Thomas Carlyle e Victor Hugo, i quali tendono a vedere la storia attraverso i protagonisti individuali, non avevano forse tutti i torti. Il melodrammatico novembre americano infatti ha, fra tanti altri fenomeni che sono e saranno sviscerati, messo in scena una sorta di referendum su due protagonisti. C’è stato prima di tutto il fatale errore di Trump: che era giustamente consapevole di aver creato una parentesi astuta e brillante tra il profilo abbastanza piatto dei due mandati di Obama e quello dell’attuale presidente, totalmente piatto; ma è stato troppo arrogante, e ha disastrosamente ceduto alla propria hybris (tracotanza, ndr).
Biden invece se l’è cavata perché salvato dalla sua stessa mediocrità: la quale ha portato i politici democratici a prendere le distanze da lui e fare come suol dirsi “mente locale”. Mentre i repubblicani non potevano o volevano lanciare nella lotta investimenti finanziari altrettanto pesanti di quelli democratici (che sanno bene cosa sia una élite), questi ultimi, dopo alcuni ridicoli errori (ci volevano dei professori super-progressisti per venir fuori con l’idea iper-provinciale che in queste elezioni il partito democratico fosse il baluardo della democrazia occidentale), si sono ripresi. E lo hanno fatto adottando una buona vecchia tattica: martellare per settimane e settimane sul tema che la loro situazione andava dal brutto al quasi-perso, contando su ciò che poi è accaduto, che cioè ogni buon risultato democratico sarebbe stato ingigantito dalla sorpresa, e la mancanza di una “onda rossa” repubblicana sarebbe stata percepita come una sconfitta.
Adesso entrambi i partiti hanno bisogno di fare la pace con sé stessi, di riunire le fila, di ritrovare un’unità interna. Pensiero apparentemente così ovvio, che si potrebbe trattarlo come un cliché. E invece non è così, perché queste riunificazioni richiedono un sacrificio da entrambe le parti, cioè un’eliminazione di tutte e due le leadership; il che è tanto poco ovvio, che cominciano già a sentirsi mormorii di comitati elettorali per Trump da un lato e Biden dall’altro in vista del 2024.

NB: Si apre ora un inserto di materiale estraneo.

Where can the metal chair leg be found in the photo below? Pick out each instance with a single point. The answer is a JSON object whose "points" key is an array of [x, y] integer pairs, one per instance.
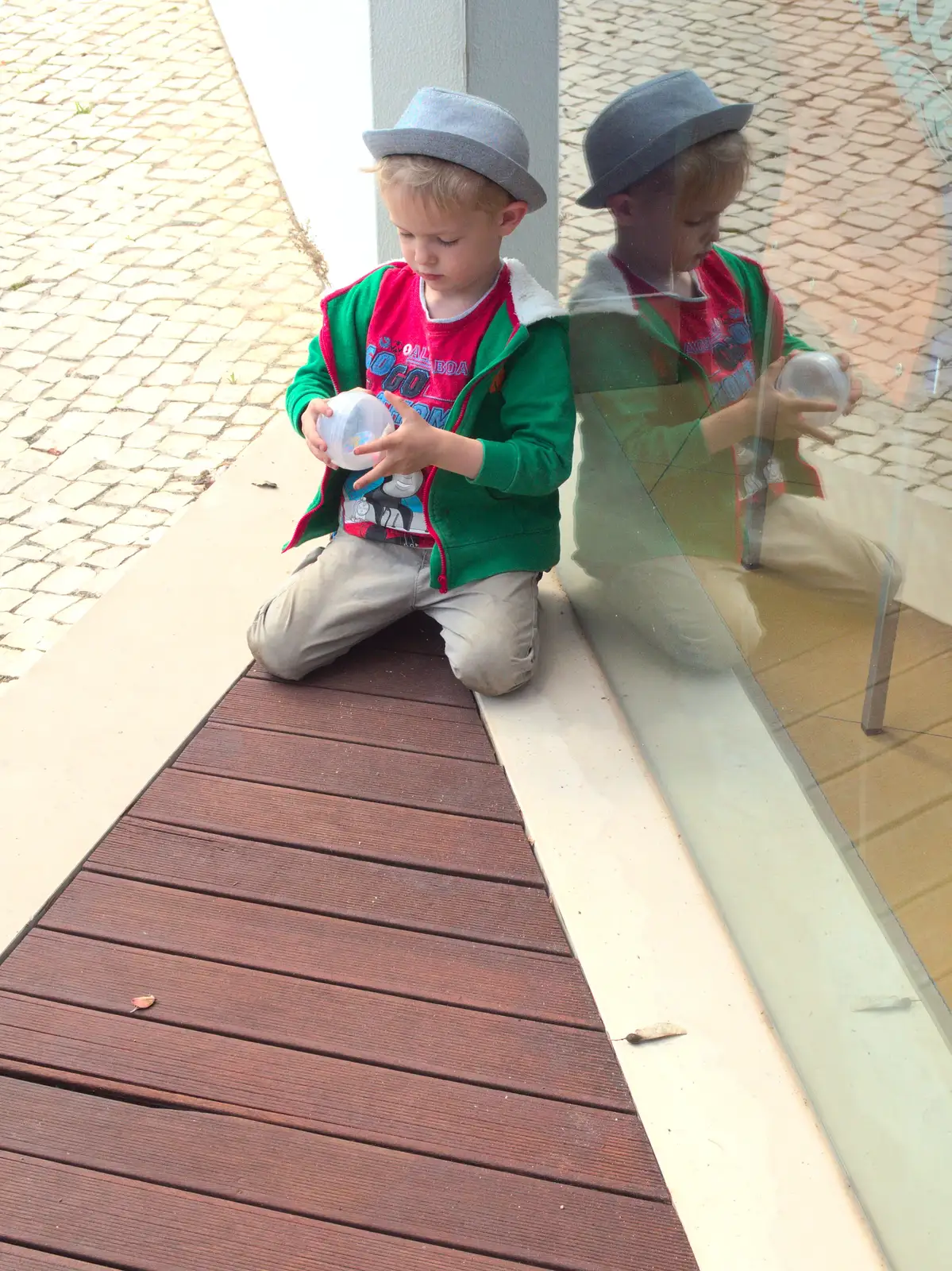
{"points": [[877, 684]]}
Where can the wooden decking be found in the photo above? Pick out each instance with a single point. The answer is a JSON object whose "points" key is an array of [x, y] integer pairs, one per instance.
{"points": [[892, 794], [372, 1046]]}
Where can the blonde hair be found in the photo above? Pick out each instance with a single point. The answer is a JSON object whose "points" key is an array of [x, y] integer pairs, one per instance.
{"points": [[445, 184], [711, 169]]}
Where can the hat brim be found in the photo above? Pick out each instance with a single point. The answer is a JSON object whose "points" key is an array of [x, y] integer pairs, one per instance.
{"points": [[702, 127], [453, 148]]}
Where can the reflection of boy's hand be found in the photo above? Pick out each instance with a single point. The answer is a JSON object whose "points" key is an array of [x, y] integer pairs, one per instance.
{"points": [[782, 416], [310, 429], [417, 444]]}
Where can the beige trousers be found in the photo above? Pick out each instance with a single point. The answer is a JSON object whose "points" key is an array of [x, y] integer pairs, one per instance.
{"points": [[700, 610], [353, 588]]}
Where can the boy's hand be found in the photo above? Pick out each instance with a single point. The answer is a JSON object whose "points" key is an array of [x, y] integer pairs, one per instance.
{"points": [[767, 412], [310, 429], [417, 444]]}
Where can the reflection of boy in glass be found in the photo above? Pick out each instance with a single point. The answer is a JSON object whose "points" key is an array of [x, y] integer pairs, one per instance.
{"points": [[676, 347]]}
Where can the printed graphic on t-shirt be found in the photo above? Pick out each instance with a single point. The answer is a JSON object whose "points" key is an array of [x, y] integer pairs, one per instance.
{"points": [[429, 364]]}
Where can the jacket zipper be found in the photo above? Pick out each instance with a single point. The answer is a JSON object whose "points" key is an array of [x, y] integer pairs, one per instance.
{"points": [[435, 537]]}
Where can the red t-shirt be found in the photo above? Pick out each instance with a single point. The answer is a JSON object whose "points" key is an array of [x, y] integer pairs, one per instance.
{"points": [[713, 330], [427, 361]]}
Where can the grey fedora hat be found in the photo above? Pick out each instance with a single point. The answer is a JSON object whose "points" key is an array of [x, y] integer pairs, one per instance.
{"points": [[465, 130], [649, 125]]}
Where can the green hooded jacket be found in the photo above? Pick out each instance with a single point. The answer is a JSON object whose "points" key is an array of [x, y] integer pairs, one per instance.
{"points": [[642, 400], [518, 402]]}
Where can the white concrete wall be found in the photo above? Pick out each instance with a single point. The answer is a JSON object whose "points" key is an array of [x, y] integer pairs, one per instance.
{"points": [[318, 73]]}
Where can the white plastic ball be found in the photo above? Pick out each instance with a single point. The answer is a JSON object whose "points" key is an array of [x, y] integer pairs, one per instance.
{"points": [[819, 377], [357, 419]]}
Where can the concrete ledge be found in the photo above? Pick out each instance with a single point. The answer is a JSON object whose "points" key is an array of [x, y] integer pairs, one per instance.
{"points": [[88, 728], [753, 1176]]}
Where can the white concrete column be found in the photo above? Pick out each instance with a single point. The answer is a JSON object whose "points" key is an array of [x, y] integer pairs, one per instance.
{"points": [[318, 73]]}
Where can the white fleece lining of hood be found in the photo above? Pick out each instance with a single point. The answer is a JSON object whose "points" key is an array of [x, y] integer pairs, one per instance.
{"points": [[530, 300]]}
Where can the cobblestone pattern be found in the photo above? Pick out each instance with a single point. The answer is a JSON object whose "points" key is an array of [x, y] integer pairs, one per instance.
{"points": [[844, 207], [152, 304]]}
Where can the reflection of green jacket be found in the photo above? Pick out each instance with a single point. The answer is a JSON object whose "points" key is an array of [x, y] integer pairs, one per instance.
{"points": [[642, 400], [518, 404]]}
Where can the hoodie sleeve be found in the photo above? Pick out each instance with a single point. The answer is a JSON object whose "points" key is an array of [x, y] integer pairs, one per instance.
{"points": [[538, 419], [311, 381]]}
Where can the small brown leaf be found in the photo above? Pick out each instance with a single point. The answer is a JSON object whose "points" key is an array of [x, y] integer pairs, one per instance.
{"points": [[655, 1033]]}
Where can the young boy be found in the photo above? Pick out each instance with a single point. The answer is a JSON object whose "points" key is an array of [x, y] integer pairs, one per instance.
{"points": [[458, 516], [691, 463]]}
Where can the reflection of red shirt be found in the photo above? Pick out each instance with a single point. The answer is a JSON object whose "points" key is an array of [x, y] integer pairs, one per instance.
{"points": [[427, 361], [712, 328]]}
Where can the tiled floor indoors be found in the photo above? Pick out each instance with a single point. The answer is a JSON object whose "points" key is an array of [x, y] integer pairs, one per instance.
{"points": [[846, 207], [891, 792]]}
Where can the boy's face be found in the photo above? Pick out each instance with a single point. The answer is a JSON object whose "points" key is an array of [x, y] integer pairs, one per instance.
{"points": [[452, 251], [666, 233]]}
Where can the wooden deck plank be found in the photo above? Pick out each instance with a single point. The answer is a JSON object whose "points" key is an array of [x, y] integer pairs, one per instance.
{"points": [[395, 1192], [914, 857], [818, 680], [337, 887], [455, 1120], [382, 832], [313, 947], [143, 1227], [549, 1060], [389, 674], [433, 782], [18, 1257], [891, 787], [421, 728]]}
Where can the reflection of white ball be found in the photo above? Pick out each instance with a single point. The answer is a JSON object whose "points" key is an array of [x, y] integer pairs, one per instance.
{"points": [[819, 377], [359, 419]]}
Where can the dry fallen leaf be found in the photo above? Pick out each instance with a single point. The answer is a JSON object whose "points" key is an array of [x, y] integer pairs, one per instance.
{"points": [[655, 1033]]}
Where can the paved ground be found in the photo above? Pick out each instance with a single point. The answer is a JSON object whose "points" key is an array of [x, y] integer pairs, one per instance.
{"points": [[846, 203], [152, 304]]}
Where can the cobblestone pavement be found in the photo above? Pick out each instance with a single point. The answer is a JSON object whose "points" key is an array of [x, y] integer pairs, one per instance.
{"points": [[152, 304], [846, 205]]}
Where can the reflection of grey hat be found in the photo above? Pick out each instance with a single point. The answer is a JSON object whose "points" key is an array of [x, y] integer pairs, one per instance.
{"points": [[465, 130], [649, 125]]}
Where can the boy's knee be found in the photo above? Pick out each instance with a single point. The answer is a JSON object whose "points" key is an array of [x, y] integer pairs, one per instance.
{"points": [[491, 667]]}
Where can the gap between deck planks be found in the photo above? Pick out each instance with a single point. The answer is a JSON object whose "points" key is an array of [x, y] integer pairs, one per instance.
{"points": [[372, 1045]]}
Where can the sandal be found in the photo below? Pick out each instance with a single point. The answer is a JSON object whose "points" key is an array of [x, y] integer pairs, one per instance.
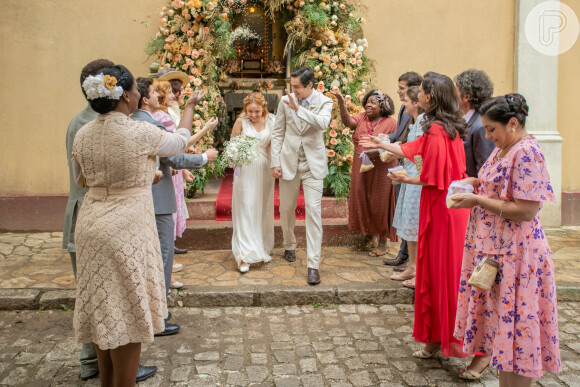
{"points": [[409, 284], [401, 277], [471, 374], [424, 354], [378, 253]]}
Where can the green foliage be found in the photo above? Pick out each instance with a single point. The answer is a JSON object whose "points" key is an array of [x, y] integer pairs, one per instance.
{"points": [[316, 15]]}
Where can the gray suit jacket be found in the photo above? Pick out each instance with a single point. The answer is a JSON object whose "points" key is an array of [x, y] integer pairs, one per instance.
{"points": [[477, 147], [401, 123], [76, 193], [163, 192]]}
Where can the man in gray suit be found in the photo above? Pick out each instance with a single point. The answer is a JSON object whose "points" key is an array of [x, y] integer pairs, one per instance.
{"points": [[164, 192], [405, 81], [473, 88], [88, 358]]}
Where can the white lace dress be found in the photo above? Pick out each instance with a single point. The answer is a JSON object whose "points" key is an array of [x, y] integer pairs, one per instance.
{"points": [[253, 201]]}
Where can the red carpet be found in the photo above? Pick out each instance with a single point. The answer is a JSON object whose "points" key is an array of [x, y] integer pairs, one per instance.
{"points": [[223, 204]]}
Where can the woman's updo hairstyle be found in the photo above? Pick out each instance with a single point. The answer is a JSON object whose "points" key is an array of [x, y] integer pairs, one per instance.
{"points": [[259, 100], [124, 79], [385, 102], [502, 109]]}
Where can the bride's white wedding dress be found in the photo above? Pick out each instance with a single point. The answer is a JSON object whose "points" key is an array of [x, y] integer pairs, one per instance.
{"points": [[253, 201]]}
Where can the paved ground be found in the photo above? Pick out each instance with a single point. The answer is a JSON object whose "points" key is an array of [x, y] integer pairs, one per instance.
{"points": [[36, 260], [316, 345]]}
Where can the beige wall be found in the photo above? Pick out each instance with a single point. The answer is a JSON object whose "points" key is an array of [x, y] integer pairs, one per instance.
{"points": [[44, 45], [568, 103]]}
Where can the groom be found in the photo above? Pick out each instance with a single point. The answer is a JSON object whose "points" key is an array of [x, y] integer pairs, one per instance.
{"points": [[299, 156]]}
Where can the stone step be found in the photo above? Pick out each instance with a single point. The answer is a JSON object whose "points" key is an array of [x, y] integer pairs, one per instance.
{"points": [[214, 235], [203, 207]]}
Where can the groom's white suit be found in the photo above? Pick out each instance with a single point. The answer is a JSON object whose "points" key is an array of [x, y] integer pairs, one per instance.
{"points": [[298, 148]]}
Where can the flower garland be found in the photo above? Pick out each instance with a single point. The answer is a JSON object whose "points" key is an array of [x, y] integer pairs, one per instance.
{"points": [[323, 34]]}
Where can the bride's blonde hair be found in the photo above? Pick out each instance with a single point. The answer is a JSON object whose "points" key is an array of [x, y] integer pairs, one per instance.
{"points": [[259, 100]]}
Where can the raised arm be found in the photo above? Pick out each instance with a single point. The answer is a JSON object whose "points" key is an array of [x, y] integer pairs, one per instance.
{"points": [[278, 133], [345, 116]]}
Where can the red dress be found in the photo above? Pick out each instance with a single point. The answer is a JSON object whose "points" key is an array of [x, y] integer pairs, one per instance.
{"points": [[441, 239], [371, 201]]}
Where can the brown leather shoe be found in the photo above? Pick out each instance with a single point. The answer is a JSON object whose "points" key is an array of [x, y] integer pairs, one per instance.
{"points": [[313, 277], [289, 255], [395, 261]]}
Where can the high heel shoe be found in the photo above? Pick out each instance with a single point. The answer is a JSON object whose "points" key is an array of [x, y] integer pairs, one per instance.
{"points": [[424, 354]]}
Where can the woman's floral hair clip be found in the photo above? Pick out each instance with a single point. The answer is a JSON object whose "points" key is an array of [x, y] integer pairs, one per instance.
{"points": [[102, 86]]}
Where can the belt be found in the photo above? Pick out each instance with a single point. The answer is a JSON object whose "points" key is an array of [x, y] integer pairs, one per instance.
{"points": [[133, 191]]}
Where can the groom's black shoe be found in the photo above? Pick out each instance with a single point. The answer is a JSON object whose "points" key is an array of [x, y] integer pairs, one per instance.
{"points": [[145, 372], [289, 255], [170, 329], [313, 277]]}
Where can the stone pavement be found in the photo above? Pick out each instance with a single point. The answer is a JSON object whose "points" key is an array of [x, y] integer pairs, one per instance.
{"points": [[36, 261], [326, 345]]}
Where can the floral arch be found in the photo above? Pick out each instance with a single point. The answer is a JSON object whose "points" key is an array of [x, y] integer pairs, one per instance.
{"points": [[197, 37]]}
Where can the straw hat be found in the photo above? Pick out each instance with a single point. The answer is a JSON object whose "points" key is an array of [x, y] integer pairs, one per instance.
{"points": [[166, 74]]}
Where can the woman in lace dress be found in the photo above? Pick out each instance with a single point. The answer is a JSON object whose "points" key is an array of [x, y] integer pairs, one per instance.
{"points": [[120, 300], [406, 219], [253, 192]]}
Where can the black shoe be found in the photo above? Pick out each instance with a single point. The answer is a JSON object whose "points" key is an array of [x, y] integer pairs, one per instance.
{"points": [[395, 261], [92, 376], [313, 277], [289, 255], [145, 372], [177, 250], [170, 329]]}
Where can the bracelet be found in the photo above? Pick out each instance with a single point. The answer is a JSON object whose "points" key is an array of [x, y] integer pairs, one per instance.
{"points": [[501, 208]]}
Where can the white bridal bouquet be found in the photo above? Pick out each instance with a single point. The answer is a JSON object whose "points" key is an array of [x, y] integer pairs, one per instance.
{"points": [[240, 150]]}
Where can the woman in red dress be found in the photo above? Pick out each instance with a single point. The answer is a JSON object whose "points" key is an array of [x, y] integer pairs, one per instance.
{"points": [[371, 202], [441, 231]]}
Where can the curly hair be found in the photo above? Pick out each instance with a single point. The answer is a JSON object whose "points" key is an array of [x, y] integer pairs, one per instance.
{"points": [[477, 84], [502, 109], [444, 105], [124, 79], [163, 88], [93, 68], [386, 102], [259, 100]]}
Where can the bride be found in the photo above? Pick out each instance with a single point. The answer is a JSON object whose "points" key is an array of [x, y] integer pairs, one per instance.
{"points": [[253, 191]]}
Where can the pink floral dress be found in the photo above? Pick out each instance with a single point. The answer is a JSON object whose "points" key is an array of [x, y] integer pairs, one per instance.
{"points": [[516, 322], [179, 217]]}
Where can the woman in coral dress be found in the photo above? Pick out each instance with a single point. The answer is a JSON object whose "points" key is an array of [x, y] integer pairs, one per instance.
{"points": [[371, 202], [441, 231], [517, 320]]}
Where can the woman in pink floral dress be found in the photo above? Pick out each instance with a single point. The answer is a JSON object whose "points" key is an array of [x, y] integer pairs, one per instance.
{"points": [[516, 322]]}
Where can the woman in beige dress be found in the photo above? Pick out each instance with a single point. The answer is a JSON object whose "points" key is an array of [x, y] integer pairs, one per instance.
{"points": [[120, 294]]}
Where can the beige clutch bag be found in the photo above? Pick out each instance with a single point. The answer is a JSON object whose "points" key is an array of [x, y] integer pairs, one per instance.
{"points": [[483, 277]]}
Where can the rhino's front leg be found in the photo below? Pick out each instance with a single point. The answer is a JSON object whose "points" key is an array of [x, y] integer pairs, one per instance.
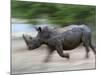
{"points": [[50, 52], [59, 49]]}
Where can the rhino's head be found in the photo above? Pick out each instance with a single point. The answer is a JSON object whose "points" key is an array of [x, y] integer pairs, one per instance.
{"points": [[32, 43]]}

A questo punto, lo scenario è tale da provocare le vertigini: Trump si candida e mette i bastoni fra le ruote a Ron DeSantis (o a uno degli altri due candidati credibili), così garantendo la sconfitta presidenziale dei repubblicani; e contestualmente si candida Biden, così assicurando la disfatta democratica. È uno scenario pittoresco; che, a seconda dei “generi” prescelti, potrebbe assumere la forma di una bella tragedia all’antica, sul tipo degli Orazi e Curiazi, oppure di una farsa noire (se ci fosse qualche impresario di Broadway disposto a investire in un dramma politicamente scorretto).
Ma la realtà ci richiama a un problema grosso: negli Stati Uniti non esiste attualmente un Terzo Partito, a cui ricorrere per un salvataggio in extremis (e qui i politici italiani, che di partiti ne hanno da buttar via, potrebbero ben sorridere). Sarebbe proprio necessario che tutti e due si ritirassero, come detto, allo stesso tempo (magari sotto le pressioni “amichevoli” di un supercomitato congiunto); altrimenti, ed ecco che la prosaica realtà viene a imitare la finzione, si arriva al naufragio nel ridicolo o peggio.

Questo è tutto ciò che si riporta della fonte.